The big scenic highlight of the journey was the appearance of Lake Baikal in the morning as the train hugs its southwestern edge for several hours before heading north for Irkutsk. Irkutsk itself is 70km away from the lake but is connected to it through the Angara river. The dark blue ocean like appearance of the lake brought out even the hardiest sleeper on the coach and soon every window on the corridor was occupied. As the lake kept company with us for several hours that morning and afternoon. Over the course of the journey, our coterie expanded to 6 with the addition of 2 young Mongolian women who were bound for Moscow and were feeling lonely in their compartments among a sea of Chinese. And so we ended up trying to stay afloat in the sea of Mongolian. 

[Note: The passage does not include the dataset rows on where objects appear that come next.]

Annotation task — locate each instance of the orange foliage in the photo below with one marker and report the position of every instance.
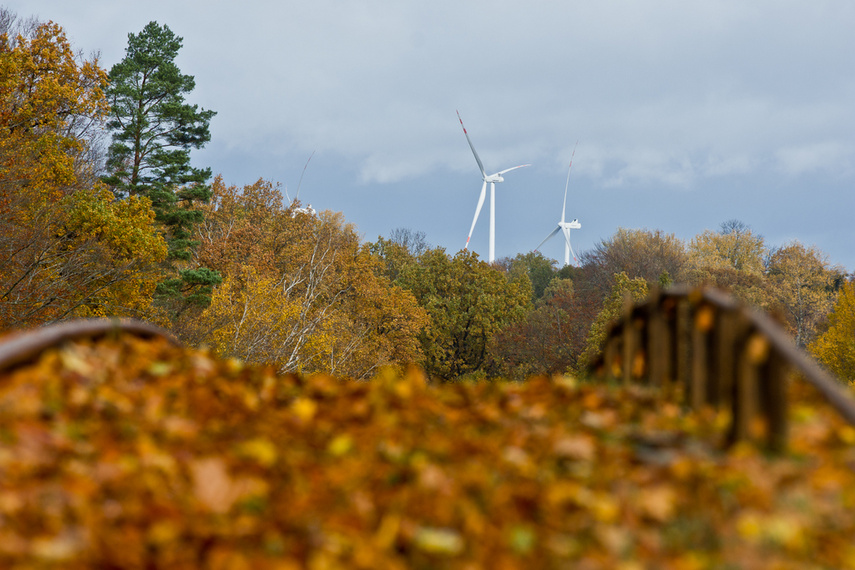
(133, 453)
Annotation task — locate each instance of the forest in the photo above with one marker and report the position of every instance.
(330, 402)
(103, 215)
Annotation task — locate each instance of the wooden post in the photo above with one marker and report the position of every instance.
(724, 361)
(702, 323)
(773, 398)
(753, 350)
(658, 346)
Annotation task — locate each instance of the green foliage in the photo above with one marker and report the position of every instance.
(624, 289)
(547, 341)
(468, 302)
(800, 285)
(154, 129)
(835, 348)
(540, 269)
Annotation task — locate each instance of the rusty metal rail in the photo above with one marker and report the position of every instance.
(18, 348)
(720, 353)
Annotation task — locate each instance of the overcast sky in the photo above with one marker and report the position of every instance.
(687, 114)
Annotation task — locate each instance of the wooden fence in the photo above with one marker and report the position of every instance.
(21, 347)
(717, 352)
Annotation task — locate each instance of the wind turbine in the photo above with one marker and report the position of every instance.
(492, 179)
(308, 209)
(565, 226)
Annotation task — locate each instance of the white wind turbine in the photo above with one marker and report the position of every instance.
(308, 209)
(492, 179)
(565, 226)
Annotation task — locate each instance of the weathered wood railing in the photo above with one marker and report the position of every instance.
(22, 346)
(720, 353)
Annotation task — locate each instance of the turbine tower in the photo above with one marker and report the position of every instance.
(565, 226)
(492, 179)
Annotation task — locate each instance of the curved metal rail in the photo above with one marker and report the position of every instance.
(22, 347)
(721, 352)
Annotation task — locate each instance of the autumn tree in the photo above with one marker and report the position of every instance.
(541, 270)
(802, 287)
(67, 248)
(835, 347)
(468, 302)
(625, 289)
(154, 129)
(547, 341)
(731, 259)
(644, 254)
(299, 290)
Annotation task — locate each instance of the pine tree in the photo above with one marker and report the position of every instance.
(154, 129)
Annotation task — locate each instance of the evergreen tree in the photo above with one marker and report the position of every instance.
(154, 129)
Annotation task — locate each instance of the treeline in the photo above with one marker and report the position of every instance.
(131, 229)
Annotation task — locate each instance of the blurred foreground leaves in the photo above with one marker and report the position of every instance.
(134, 453)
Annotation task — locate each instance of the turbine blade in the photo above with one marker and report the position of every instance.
(300, 183)
(477, 212)
(567, 184)
(512, 168)
(555, 231)
(475, 152)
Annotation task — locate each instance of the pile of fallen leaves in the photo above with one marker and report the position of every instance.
(131, 453)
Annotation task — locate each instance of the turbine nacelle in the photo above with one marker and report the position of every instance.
(490, 179)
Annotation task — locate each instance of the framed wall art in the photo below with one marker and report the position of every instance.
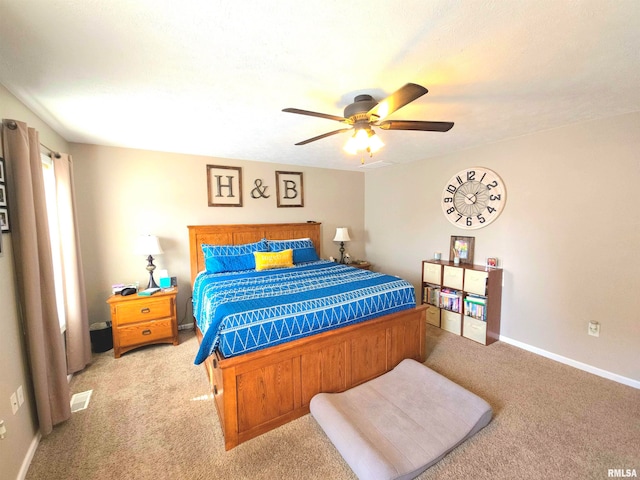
(462, 247)
(289, 189)
(224, 186)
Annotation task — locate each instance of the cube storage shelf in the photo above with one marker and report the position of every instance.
(463, 299)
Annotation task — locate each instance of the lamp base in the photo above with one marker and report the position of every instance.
(150, 268)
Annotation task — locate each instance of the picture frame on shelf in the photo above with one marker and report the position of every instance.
(4, 220)
(492, 262)
(462, 247)
(224, 186)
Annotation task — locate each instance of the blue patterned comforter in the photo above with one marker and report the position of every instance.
(244, 311)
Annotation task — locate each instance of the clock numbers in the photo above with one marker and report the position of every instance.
(473, 198)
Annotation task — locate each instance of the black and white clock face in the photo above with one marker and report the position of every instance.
(473, 198)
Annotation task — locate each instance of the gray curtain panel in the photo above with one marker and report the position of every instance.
(34, 273)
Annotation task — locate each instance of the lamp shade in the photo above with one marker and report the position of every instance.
(148, 245)
(342, 235)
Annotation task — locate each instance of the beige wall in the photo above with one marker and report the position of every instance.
(123, 193)
(21, 427)
(568, 237)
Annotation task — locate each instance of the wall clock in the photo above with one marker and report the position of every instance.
(473, 198)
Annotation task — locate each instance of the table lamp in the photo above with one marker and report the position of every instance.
(342, 235)
(149, 245)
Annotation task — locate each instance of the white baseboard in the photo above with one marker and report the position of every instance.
(26, 462)
(573, 363)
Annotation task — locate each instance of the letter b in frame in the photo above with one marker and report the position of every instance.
(289, 189)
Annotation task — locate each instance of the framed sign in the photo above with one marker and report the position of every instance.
(224, 186)
(289, 189)
(462, 247)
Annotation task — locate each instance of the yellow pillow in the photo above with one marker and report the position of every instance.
(268, 260)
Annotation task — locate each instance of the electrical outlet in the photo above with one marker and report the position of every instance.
(14, 403)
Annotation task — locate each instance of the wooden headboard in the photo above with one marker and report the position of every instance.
(249, 233)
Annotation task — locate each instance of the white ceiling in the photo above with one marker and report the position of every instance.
(210, 77)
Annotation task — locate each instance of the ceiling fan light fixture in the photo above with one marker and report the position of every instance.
(364, 139)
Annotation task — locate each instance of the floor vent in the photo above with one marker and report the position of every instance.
(80, 401)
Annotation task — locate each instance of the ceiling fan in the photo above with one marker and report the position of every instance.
(365, 113)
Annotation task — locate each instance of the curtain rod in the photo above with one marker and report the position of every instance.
(12, 125)
(51, 152)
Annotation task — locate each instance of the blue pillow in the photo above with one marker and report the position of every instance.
(232, 258)
(303, 249)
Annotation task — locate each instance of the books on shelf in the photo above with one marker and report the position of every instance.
(475, 306)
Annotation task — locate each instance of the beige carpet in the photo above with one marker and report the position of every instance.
(151, 417)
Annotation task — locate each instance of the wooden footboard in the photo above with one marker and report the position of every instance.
(259, 391)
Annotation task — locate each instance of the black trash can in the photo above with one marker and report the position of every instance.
(101, 338)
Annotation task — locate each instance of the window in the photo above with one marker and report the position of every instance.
(54, 234)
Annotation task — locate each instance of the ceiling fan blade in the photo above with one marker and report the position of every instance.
(397, 100)
(315, 114)
(324, 135)
(415, 125)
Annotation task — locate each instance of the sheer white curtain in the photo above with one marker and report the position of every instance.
(74, 294)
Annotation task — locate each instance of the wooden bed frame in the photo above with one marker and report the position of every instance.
(259, 391)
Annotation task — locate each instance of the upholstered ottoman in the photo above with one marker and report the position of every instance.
(399, 424)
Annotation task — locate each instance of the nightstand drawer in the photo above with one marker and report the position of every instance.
(143, 310)
(145, 332)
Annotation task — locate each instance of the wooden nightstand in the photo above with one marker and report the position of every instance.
(363, 265)
(139, 320)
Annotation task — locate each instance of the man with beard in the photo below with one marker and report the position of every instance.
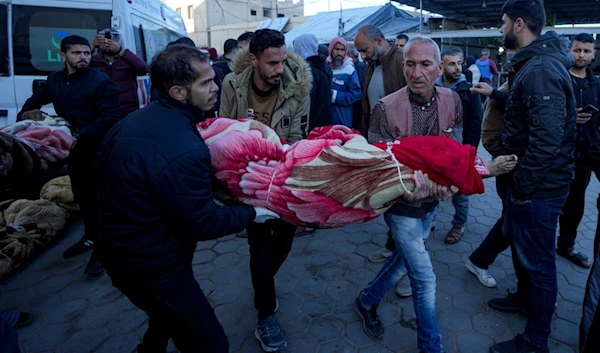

At the westernmost apex of the lake is the resort village of Slyudyanka with the train station a short walk from the lake. We did not plan to get off as the train only stopped for a few minutes there. At least, that was per the schedule. We found ourselves sweating in the afternoon heat before finding the fan switch as the train stayed put for 4 hours at the station. Our plans to explore Irkutsk on foot that afternoon were cast away. As the train skirted around the lake and started climbing steeply, we saw a derailed goods train on an adjacent track with several cars lying on their sides precariously on the cliff side. The lake vistas with fall colors and snow capped peaks looked magnificent. We pulled into Irkutsk station at 6 pm. And set foot on our first Russian destination!